Dapat kita lihat bahwa pada saat kontak platina tertutup bahwa arus primerinya kecil.Seiring dengan pembukaan platina maka arus primeri coil semakin naik .Apabila tidak dilengkapi dengan condensor maka akan terjadi percikan api pada platina (Point arcing)sampai platina akan menutup kembali, sedangkan yang menggunakan condensor arus yang besar akan langsung drop(mengecil) dengan waktu yang lebih singkat (T1) dibandingkan dengan yang tidak menggunakan condensor (T2).

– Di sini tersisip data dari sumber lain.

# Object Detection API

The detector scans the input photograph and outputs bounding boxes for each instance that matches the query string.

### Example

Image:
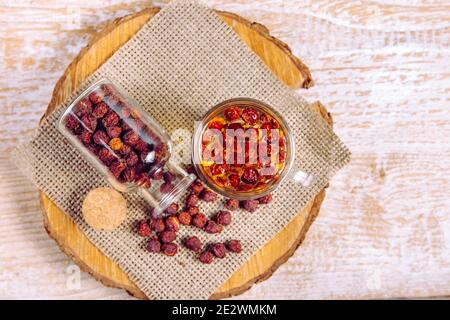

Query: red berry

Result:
[241,108,259,125]
[198,251,214,264]
[223,107,241,121]
[242,168,259,184]
[137,220,152,237]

5. Pengapian Pada Ruang Bakar


Apabila kita lihat diagram dapat kita pelajari bahwa antara tekanan dengan siklus pada piston yang mana pada titik 1 ialah terjadinya pengomperesan campuran bahan bakar udara .Pada titik 2 ialah tekanan maksimal pada ruang bakar apabiala tidak terjadi pembakaran didalam ruang bakar.Dan apabila terjadi percikan bunga api maka akan terjadi rambatan pembakaran  pada campuran yang mana ini bertujuan untuk menghasilkan tekanan yang paling besar pada 10 ⁰ setelah TMA. 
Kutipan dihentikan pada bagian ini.